Elegant homes, regardless of period or architecture, have one thing in common--custom millwork and mouldings. Great millwork is what takes a basic box of a room and transforms it into anything you want it to be--an traditional English gentleman's study, a Venetian dining room, or a French boudoir.
You're familiar with the standard sorts of millwork--the basic baseboards, quarter rounds, crown molding and the like. But to really bring your home up a notch or two, consider some of the more unconventional options. They'll give your home a huge style boost without a huge investment.

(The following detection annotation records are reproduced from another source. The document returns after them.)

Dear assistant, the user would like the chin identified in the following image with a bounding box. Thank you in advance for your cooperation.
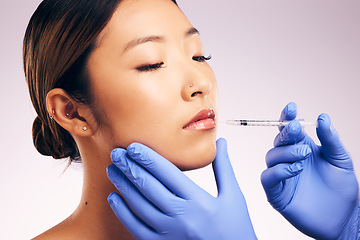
[173,141,216,171]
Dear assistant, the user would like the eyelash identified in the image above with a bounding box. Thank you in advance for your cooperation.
[136,62,164,72]
[193,55,211,62]
[136,55,211,72]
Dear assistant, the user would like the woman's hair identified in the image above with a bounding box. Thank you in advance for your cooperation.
[23,0,176,160]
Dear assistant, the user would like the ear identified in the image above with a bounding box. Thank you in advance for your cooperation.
[46,88,97,137]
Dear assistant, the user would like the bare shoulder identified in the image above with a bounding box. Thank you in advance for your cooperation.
[33,219,82,240]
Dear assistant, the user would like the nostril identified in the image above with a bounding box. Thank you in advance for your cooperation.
[191,91,202,97]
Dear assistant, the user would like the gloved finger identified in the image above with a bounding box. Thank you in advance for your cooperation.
[261,162,303,201]
[108,193,157,239]
[127,143,205,199]
[274,120,306,147]
[212,138,240,197]
[265,145,311,168]
[316,113,353,170]
[107,164,173,231]
[279,102,297,131]
[108,149,186,216]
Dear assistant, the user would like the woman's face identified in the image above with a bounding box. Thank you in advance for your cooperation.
[88,0,217,170]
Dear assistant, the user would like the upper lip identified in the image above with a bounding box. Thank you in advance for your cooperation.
[184,108,215,128]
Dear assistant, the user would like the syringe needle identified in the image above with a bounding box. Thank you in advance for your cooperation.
[226,119,316,127]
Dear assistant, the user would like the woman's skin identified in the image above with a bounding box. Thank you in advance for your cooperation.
[37,0,217,239]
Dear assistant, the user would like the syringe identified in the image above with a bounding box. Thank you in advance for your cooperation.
[226,119,317,127]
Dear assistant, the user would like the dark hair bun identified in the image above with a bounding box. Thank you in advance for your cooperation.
[32,117,80,160]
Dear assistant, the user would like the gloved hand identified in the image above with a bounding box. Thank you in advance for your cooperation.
[261,103,359,239]
[107,139,256,240]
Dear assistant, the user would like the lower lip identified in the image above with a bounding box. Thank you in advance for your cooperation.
[184,118,216,130]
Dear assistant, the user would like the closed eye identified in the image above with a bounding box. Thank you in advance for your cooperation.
[192,55,211,62]
[136,62,164,72]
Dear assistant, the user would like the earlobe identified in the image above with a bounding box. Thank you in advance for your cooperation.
[46,88,95,137]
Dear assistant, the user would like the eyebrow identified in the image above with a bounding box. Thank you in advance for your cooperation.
[124,27,200,52]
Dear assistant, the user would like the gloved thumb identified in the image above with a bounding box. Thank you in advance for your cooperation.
[316,113,353,170]
[212,138,239,197]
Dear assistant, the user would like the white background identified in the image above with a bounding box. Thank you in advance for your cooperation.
[0,0,360,240]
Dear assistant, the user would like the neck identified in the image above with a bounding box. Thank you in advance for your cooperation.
[70,140,134,240]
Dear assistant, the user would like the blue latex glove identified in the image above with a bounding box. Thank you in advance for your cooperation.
[261,103,359,239]
[107,139,256,240]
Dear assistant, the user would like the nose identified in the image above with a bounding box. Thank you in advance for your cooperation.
[181,67,213,101]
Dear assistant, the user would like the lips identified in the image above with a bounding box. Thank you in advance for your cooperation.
[184,108,215,130]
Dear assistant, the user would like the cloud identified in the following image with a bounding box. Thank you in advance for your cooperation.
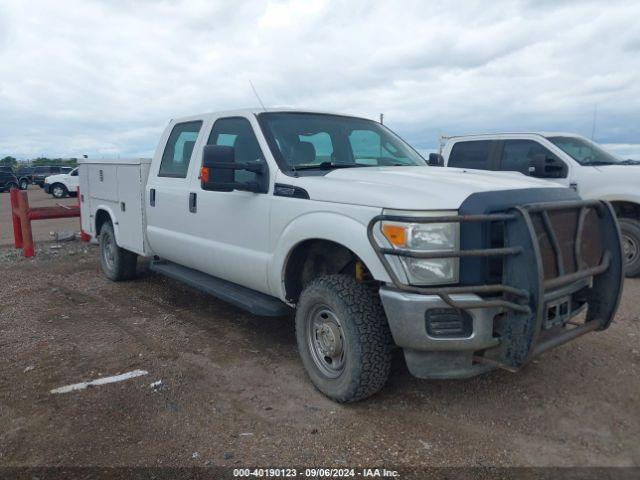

A cornice is a horizontal decorative molding that crowns a furniture or building, and is found in both exterior and interior design. In ancient Greek architecture, the cornice tops the tri-part (architrave and frieze being the other components) design element. Cornices can be installed to cover window treatment hardware. American Federal architecture, known as Adam style in England, features small dentil cornices atop windows and doorways. Other features of the Federal style include double hung windows with thin muntins separating the panes in a six-over-six pattern, a concept easily recreated today.
A corbel is a decorative device that projects from the wall as a support for something else, like a mantel. They were originally designed as a structural brace rather than an architectural element, although they have evolved to be as beautiful as they are functional. The iconic corbel is an acanthus leaf--in wood form it is stained, gilded, or painted, and adds a quick pop of classical design to the room. Corbels are a must-have feature in modern kitchen design; the wide variety of styles and material make them the perfect foil for a chef's range and vent hood, cabinets, and islands.
Corbels are also a type of bracket. Brackets are either structural or decorative, and projects from the wall to reinforce an angle. They range in style from the humble L-shape that supports a ledge frame, to classically carved, and gilded things that add grace to decorated ceilings. Designers will occasionally create an accent wall using brackets as shelving to display a collection.
Creating a coffered ceiling is one of the most elegant things you can do in a room, and it gives you great style without great cost. Install a grid of millwork on the ceiling, and paint or stain it as you wish. The depth and width of the coffers is up to you, although they are typically fairly substantial to deliver the greatest impact. Wallpapering the ceiling in a geometric pattern between the coffers adds surprise to what's ordinarily a boring white space.
If your house is a sought-after mid century then you fight the eight foot ceiling battle. You love your house, but would also the look of a higher ceiling. While moldings and millwork can't work that magic, you can create the illusion of nine foot ceilings with a good carpenter and some trim. Extending deep crown along the ceiling and building it back to the wall creates the effect of a higher ceiling.
A pediment, like a cornice, sits atop the flat surface (entablature) at the top of the element. Unlike the cornice, a pediment features an arch, which may be open or closed. The Greek Parthenon is the most famous example of a pediment; it is closed and has decorative relief carvings in the arch. "Swan-necked" pediments are archetypal in American architecture, whereas in Europe a closed arch with painting inside (tondo painting) was popular. In modern design, pediments top exterior doorways and encase openings in more formal homes.
You can let your imagination run wild with architectural millwork. With some simple tools, you can add any of these elements to your home for a whole new look.